Does anyone else get joint pain?

Hi! Im new here and wondering if anyone is having a similar experience. I am currently undiagnosed and showing symptoms of MS. But i need to start from the beggining. So about two years ago i started getting horrific joint pain after having covid. For months it progressively got worse and I was eventually reffered to a rheumatologist. After a few scans, they were unable to find inflammation and it was put down to viral arthritis. Not long after that, the joint pain just disappeared!
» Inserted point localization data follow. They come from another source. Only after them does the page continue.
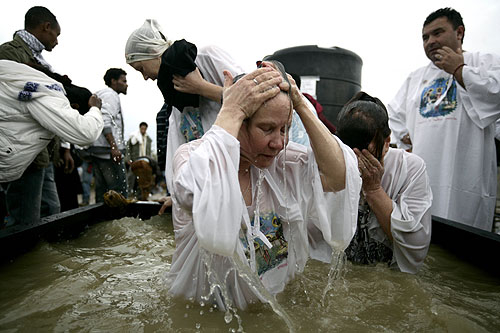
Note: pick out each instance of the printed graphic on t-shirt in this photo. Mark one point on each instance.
(268, 258)
(432, 101)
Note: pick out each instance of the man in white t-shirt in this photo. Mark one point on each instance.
(449, 108)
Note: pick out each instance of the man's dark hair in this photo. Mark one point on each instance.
(297, 79)
(38, 15)
(113, 73)
(363, 119)
(451, 14)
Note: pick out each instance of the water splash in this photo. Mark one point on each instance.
(336, 272)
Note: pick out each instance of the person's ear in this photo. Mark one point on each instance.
(46, 26)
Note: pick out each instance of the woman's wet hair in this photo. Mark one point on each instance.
(364, 119)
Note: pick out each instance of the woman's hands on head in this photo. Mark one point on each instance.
(371, 170)
(243, 98)
(295, 93)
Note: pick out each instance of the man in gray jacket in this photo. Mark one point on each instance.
(109, 149)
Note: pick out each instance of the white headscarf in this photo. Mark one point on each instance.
(145, 43)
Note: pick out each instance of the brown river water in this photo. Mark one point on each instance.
(110, 279)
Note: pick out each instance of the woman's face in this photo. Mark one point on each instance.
(148, 68)
(385, 149)
(262, 136)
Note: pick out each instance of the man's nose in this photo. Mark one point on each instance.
(276, 142)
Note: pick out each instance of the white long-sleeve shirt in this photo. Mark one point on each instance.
(209, 213)
(406, 182)
(34, 108)
(211, 61)
(453, 130)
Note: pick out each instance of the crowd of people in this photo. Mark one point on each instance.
(254, 170)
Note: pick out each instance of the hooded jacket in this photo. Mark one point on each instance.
(34, 108)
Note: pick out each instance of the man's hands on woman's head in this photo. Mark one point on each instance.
(248, 94)
(295, 93)
(95, 101)
(371, 170)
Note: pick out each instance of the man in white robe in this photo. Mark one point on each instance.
(239, 196)
(449, 108)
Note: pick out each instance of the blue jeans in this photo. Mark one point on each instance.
(109, 176)
(50, 198)
(23, 197)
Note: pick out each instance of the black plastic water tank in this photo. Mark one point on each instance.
(338, 71)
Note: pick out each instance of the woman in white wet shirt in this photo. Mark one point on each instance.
(238, 195)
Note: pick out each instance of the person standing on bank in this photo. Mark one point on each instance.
(394, 218)
(189, 78)
(448, 110)
(108, 151)
(138, 145)
(41, 30)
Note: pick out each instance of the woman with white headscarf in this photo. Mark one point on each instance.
(190, 80)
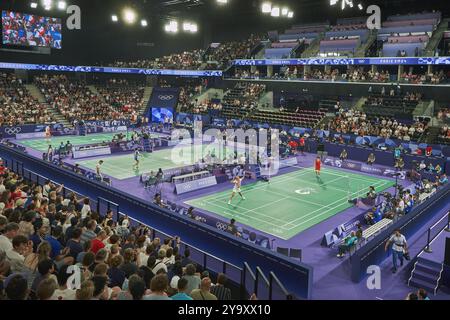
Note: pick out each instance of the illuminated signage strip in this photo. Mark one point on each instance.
(346, 61)
(86, 69)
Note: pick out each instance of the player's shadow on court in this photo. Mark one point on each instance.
(321, 183)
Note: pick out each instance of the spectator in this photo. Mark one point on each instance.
(193, 279)
(219, 290)
(203, 293)
(182, 286)
(158, 287)
(399, 248)
(348, 243)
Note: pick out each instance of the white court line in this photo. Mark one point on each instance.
(354, 175)
(339, 200)
(289, 223)
(291, 176)
(320, 213)
(243, 214)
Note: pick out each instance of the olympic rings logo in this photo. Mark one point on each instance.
(165, 98)
(221, 226)
(13, 130)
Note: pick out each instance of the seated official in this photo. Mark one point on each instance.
(343, 156)
(348, 243)
(399, 164)
(442, 180)
(371, 159)
(422, 165)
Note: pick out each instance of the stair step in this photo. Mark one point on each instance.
(431, 264)
(421, 284)
(425, 276)
(426, 269)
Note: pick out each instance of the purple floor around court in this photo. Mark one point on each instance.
(331, 275)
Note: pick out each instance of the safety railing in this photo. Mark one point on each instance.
(435, 230)
(248, 281)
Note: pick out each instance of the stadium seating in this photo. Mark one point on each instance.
(17, 106)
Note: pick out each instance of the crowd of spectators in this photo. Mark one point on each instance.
(357, 122)
(188, 60)
(44, 235)
(417, 78)
(18, 106)
(122, 96)
(229, 51)
(74, 100)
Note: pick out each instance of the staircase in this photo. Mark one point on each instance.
(37, 94)
(436, 38)
(94, 90)
(361, 50)
(426, 274)
(147, 95)
(314, 47)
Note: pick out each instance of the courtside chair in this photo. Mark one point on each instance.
(295, 253)
(283, 251)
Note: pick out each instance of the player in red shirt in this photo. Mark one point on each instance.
(293, 145)
(301, 143)
(317, 165)
(3, 169)
(97, 243)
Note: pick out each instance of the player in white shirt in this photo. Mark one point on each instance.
(98, 170)
(237, 181)
(48, 134)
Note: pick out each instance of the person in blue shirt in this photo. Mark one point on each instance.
(377, 216)
(54, 242)
(349, 242)
(443, 179)
(182, 295)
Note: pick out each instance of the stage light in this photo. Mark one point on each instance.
(171, 27)
(129, 16)
(62, 5)
(275, 12)
(190, 27)
(266, 7)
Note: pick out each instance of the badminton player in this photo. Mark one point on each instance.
(237, 181)
(317, 166)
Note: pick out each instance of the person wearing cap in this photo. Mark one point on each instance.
(16, 256)
(203, 293)
(11, 231)
(16, 287)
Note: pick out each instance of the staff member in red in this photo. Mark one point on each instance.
(293, 145)
(301, 144)
(317, 166)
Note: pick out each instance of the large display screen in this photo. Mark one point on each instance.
(161, 115)
(24, 29)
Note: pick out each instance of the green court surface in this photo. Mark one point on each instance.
(291, 202)
(121, 167)
(42, 144)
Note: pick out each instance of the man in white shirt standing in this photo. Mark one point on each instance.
(399, 248)
(11, 230)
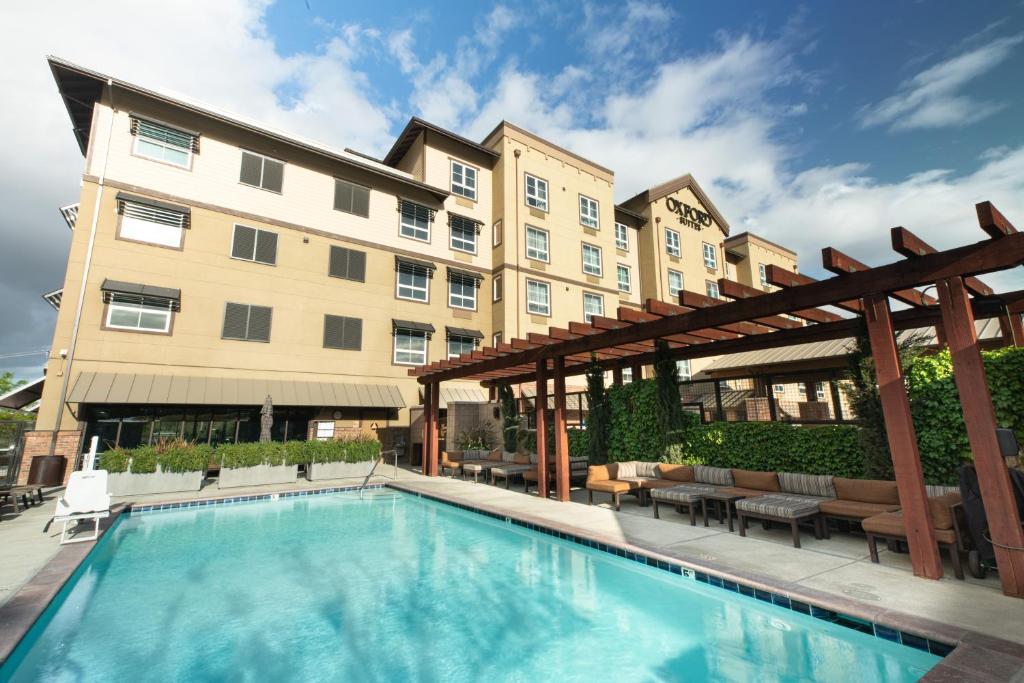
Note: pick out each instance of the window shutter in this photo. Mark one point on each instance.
(245, 242)
(266, 247)
(259, 323)
(236, 321)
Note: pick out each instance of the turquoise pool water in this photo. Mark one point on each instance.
(396, 588)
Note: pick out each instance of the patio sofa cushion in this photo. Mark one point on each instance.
(866, 491)
(855, 509)
(756, 480)
(676, 472)
(807, 484)
(716, 476)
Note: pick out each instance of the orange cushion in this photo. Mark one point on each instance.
(676, 472)
(756, 480)
(866, 491)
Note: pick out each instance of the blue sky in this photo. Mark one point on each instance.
(817, 124)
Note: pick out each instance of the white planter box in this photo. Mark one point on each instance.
(127, 483)
(317, 471)
(257, 476)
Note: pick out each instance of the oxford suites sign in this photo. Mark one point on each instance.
(688, 215)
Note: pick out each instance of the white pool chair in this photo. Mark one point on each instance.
(85, 498)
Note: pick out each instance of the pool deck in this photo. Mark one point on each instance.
(835, 573)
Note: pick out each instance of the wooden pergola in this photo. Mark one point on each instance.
(700, 327)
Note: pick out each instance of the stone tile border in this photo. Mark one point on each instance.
(967, 655)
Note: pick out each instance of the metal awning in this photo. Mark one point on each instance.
(174, 389)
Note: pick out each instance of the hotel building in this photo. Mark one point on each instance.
(214, 262)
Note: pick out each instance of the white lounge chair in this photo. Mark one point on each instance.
(85, 498)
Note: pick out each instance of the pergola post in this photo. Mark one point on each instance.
(542, 428)
(902, 439)
(979, 416)
(561, 436)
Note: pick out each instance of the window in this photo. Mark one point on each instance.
(464, 231)
(262, 172)
(537, 193)
(414, 282)
(153, 223)
(683, 370)
(537, 244)
(675, 283)
(711, 256)
(351, 198)
(410, 347)
(127, 313)
(538, 297)
(672, 247)
(344, 333)
(625, 279)
(589, 213)
(462, 291)
(463, 180)
(415, 220)
(250, 244)
(247, 323)
(593, 304)
(155, 140)
(592, 260)
(347, 264)
(622, 237)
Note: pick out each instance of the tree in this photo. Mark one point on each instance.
(670, 410)
(598, 417)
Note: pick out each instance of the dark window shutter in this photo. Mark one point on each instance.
(266, 247)
(245, 242)
(236, 321)
(251, 169)
(259, 323)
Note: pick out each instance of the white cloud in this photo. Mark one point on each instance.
(933, 98)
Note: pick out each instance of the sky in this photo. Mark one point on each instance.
(812, 125)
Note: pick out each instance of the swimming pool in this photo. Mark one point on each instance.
(397, 588)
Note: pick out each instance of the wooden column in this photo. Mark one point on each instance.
(902, 439)
(979, 416)
(542, 428)
(561, 436)
(434, 432)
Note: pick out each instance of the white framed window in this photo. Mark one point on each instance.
(325, 430)
(593, 304)
(263, 172)
(463, 180)
(152, 224)
(537, 244)
(711, 256)
(161, 142)
(537, 193)
(413, 283)
(672, 244)
(590, 213)
(675, 283)
(462, 292)
(592, 260)
(122, 313)
(622, 237)
(414, 221)
(538, 297)
(410, 347)
(625, 278)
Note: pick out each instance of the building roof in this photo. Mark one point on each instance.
(416, 126)
(176, 389)
(81, 88)
(640, 200)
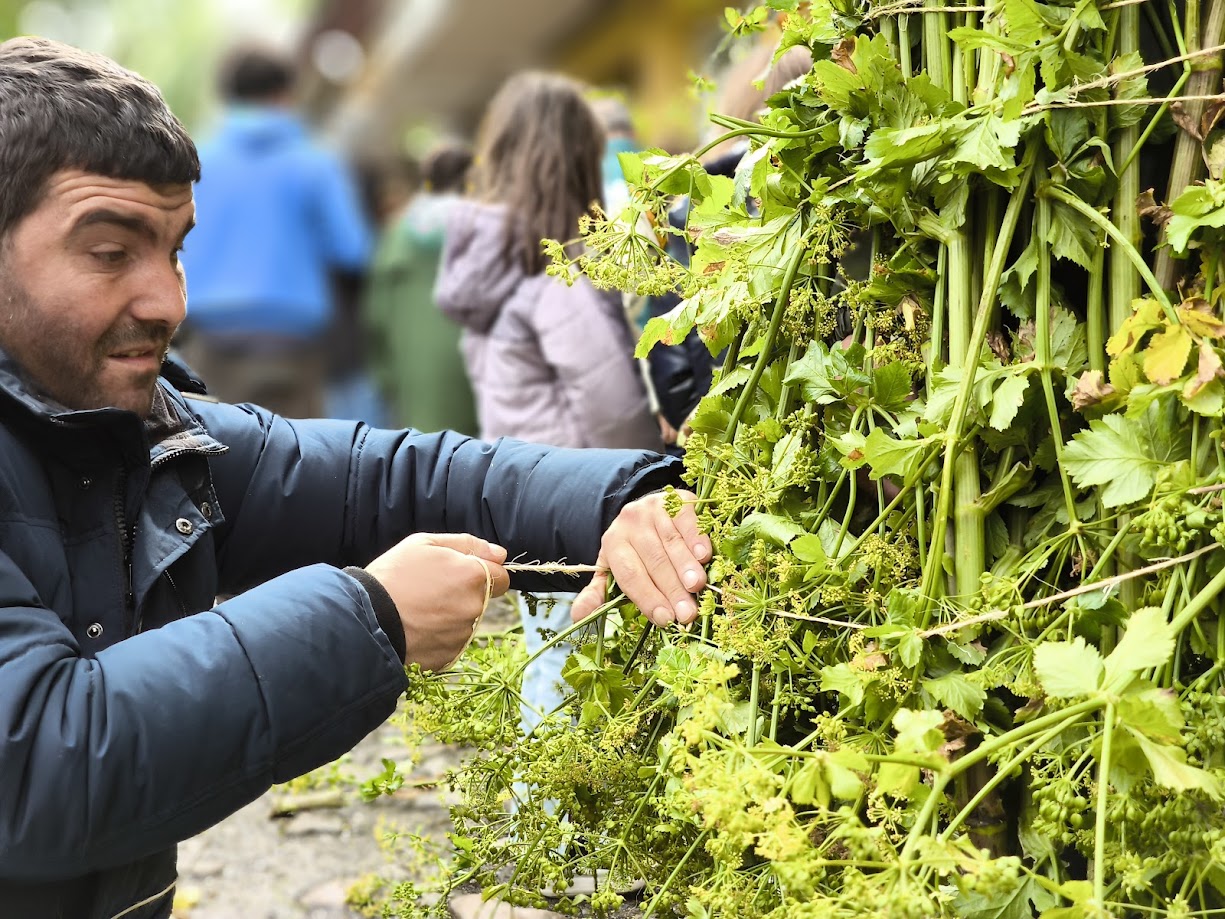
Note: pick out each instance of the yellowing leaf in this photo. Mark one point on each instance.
(1165, 357)
(1147, 316)
(1197, 315)
(1068, 668)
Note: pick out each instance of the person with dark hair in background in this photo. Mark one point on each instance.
(681, 374)
(414, 349)
(134, 711)
(282, 234)
(550, 363)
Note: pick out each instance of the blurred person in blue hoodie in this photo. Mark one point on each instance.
(281, 229)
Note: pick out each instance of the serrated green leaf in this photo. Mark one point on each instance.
(953, 690)
(1007, 400)
(1148, 641)
(891, 386)
(987, 143)
(1123, 455)
(1072, 235)
(1068, 669)
(891, 456)
(1170, 768)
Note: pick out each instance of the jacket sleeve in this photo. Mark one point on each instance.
(294, 493)
(109, 760)
(588, 346)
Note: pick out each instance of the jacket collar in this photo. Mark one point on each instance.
(170, 428)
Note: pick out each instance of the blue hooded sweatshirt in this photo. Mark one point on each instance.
(276, 213)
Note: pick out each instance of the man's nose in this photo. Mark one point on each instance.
(162, 295)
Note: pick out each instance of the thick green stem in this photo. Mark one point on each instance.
(1206, 77)
(961, 406)
(1043, 352)
(1128, 250)
(1099, 833)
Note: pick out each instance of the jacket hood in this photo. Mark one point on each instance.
(474, 278)
(260, 128)
(170, 424)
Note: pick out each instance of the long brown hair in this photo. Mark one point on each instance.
(538, 152)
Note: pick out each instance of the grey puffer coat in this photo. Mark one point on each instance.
(549, 363)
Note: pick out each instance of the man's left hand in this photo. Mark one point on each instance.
(655, 559)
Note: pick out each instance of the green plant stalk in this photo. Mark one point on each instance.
(1136, 259)
(1099, 830)
(1095, 315)
(936, 45)
(1199, 603)
(1043, 352)
(1206, 75)
(676, 871)
(1063, 717)
(755, 694)
(961, 406)
(997, 778)
(1125, 283)
(767, 352)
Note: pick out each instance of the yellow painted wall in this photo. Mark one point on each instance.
(648, 48)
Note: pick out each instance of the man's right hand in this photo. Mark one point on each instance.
(439, 585)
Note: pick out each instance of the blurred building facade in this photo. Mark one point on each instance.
(437, 61)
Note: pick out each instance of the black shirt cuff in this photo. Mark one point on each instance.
(385, 609)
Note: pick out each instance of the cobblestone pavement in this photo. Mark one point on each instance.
(255, 865)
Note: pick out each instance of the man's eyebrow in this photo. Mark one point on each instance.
(115, 218)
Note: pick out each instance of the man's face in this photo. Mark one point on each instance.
(91, 289)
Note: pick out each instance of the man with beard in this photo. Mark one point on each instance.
(134, 712)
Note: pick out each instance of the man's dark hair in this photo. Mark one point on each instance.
(63, 108)
(255, 74)
(538, 153)
(446, 168)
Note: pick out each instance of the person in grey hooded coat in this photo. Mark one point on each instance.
(549, 363)
(134, 712)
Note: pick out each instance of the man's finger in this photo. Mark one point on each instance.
(662, 570)
(468, 544)
(499, 581)
(633, 577)
(592, 597)
(686, 525)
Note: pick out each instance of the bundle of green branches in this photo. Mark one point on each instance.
(963, 651)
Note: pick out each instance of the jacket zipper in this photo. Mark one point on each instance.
(178, 597)
(126, 538)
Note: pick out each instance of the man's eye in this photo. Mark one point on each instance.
(110, 256)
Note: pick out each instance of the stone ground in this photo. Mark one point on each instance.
(256, 865)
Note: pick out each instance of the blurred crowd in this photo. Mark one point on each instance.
(414, 293)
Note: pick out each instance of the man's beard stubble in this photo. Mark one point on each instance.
(56, 364)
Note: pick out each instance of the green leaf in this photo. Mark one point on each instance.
(1147, 642)
(1007, 400)
(1170, 768)
(953, 690)
(891, 456)
(1125, 455)
(891, 386)
(1152, 711)
(987, 145)
(1068, 669)
(769, 527)
(844, 680)
(1018, 901)
(1072, 235)
(1165, 357)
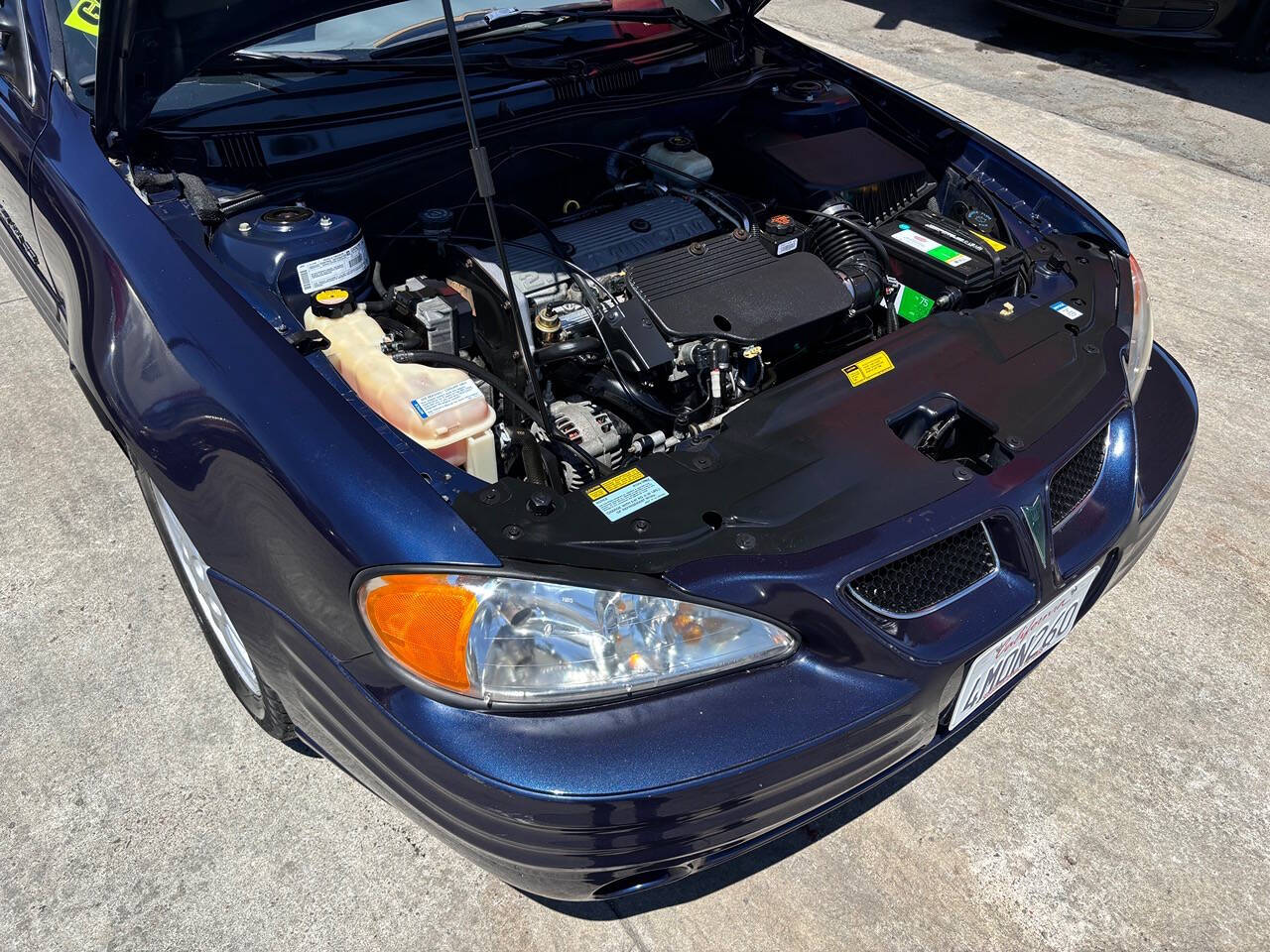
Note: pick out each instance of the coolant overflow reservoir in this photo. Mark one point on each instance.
(439, 408)
(676, 159)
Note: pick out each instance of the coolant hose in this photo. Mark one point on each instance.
(436, 358)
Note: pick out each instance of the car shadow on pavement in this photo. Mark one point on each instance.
(1178, 70)
(757, 860)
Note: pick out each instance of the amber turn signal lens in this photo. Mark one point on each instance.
(423, 622)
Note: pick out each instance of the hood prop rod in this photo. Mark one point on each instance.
(485, 188)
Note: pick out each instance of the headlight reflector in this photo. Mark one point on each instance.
(522, 640)
(1142, 335)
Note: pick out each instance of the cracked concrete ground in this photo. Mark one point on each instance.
(1116, 800)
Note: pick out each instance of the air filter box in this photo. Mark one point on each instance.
(931, 254)
(856, 164)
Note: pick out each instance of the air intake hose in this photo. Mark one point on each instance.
(842, 240)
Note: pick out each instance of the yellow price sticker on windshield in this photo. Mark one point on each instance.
(85, 17)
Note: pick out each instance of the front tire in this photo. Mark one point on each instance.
(231, 655)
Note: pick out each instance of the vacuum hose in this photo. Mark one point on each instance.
(842, 240)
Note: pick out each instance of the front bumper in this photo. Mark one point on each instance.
(592, 803)
(1191, 21)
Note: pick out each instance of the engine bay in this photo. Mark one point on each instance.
(657, 277)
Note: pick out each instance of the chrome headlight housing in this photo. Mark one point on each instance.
(526, 642)
(1141, 335)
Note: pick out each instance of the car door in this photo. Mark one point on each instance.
(23, 114)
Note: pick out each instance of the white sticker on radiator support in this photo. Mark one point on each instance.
(331, 270)
(1067, 309)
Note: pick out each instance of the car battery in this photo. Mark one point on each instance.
(933, 254)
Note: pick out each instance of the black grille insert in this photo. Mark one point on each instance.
(1074, 483)
(929, 576)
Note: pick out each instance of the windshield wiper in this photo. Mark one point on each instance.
(564, 13)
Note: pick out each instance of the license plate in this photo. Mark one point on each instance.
(1001, 664)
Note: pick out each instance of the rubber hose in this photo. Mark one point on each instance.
(842, 240)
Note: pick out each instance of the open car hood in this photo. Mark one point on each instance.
(145, 48)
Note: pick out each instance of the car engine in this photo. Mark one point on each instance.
(649, 311)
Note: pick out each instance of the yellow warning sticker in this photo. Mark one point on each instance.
(624, 479)
(625, 493)
(873, 366)
(992, 243)
(85, 17)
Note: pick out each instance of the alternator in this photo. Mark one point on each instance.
(590, 428)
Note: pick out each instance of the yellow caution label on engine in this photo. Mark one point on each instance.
(625, 493)
(85, 17)
(869, 368)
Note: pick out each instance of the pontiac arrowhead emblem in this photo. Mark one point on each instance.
(1034, 515)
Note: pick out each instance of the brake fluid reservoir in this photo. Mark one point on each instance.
(439, 408)
(677, 160)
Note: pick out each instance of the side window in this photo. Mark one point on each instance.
(77, 21)
(14, 54)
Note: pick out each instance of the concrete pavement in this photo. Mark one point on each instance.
(1116, 800)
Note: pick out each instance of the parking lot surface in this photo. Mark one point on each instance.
(1118, 798)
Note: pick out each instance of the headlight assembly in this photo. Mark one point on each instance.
(1142, 335)
(527, 642)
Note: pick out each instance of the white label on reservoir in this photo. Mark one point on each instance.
(934, 249)
(331, 270)
(445, 399)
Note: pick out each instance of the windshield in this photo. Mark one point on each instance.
(384, 26)
(341, 36)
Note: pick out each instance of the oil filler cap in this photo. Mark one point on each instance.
(333, 302)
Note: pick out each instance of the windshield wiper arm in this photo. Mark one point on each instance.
(564, 13)
(270, 60)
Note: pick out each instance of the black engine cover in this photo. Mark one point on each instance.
(737, 289)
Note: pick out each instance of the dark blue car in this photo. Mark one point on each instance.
(613, 453)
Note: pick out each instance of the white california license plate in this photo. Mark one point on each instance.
(1001, 664)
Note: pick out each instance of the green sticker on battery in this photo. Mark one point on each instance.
(934, 249)
(912, 304)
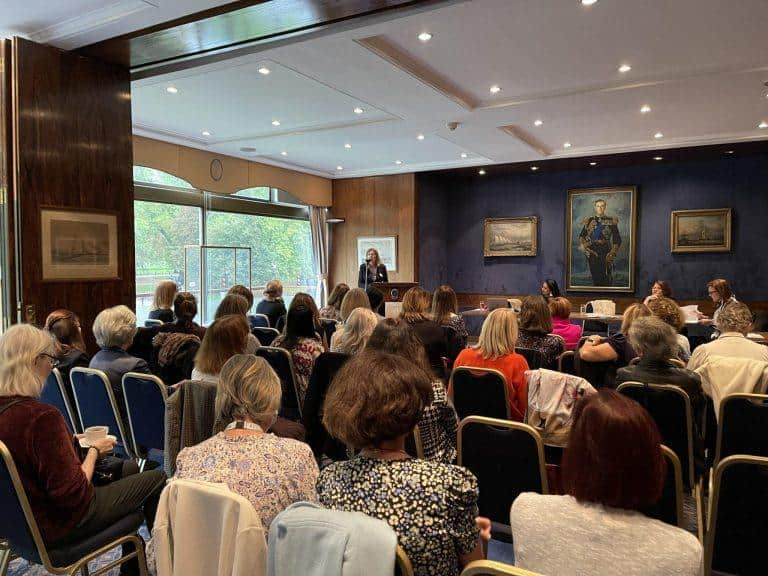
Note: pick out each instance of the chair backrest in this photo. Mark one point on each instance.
(145, 398)
(566, 363)
(743, 426)
(479, 392)
(54, 394)
(669, 508)
(96, 405)
(282, 364)
(737, 531)
(324, 370)
(258, 321)
(534, 358)
(507, 458)
(17, 523)
(265, 335)
(670, 407)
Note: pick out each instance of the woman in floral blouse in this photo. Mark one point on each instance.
(374, 403)
(271, 472)
(301, 340)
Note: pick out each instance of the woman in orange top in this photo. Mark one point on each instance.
(496, 349)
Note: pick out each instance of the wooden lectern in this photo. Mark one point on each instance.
(393, 291)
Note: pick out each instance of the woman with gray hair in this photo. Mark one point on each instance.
(271, 472)
(114, 329)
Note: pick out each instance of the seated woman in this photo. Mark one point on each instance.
(659, 289)
(415, 310)
(272, 305)
(67, 507)
(271, 472)
(234, 304)
(536, 328)
(64, 325)
(301, 340)
(163, 301)
(185, 310)
(496, 349)
(667, 310)
(612, 469)
(353, 299)
(374, 403)
(445, 312)
(114, 329)
(438, 423)
(224, 338)
(560, 308)
(332, 310)
(357, 331)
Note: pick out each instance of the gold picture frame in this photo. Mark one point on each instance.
(515, 236)
(697, 231)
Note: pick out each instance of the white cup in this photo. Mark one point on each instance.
(94, 433)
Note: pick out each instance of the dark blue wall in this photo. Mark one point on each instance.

Fast forward to a few months ago, I went to my GP to talk about fertility and the awful pelvic pain i was having (concerned that i may have had endometriosis). I had a cervical screening, blood test, etc. and everything looked fine. The week after my tests, everything went down hill. My joint pain came back, I started having muscle aches, spasms, blurry vision, numbness and pins and needles in my face and limbs. I went back to my GP and told him everthying so natuarally he tested for B12 deficiency as well as a few other things. I was really hoping it was a B12 deficiency! But alas, the test came back negative and i have an appointment next week to talk about whats next.

Has anyone else had joint pain as an early symptom? I dont see many people with this symptom and wonder if it might be a seperate affliction. Also, if anyone else is going through the diagnosis process with the NHS, what has your experience been like and how long have/are things taking?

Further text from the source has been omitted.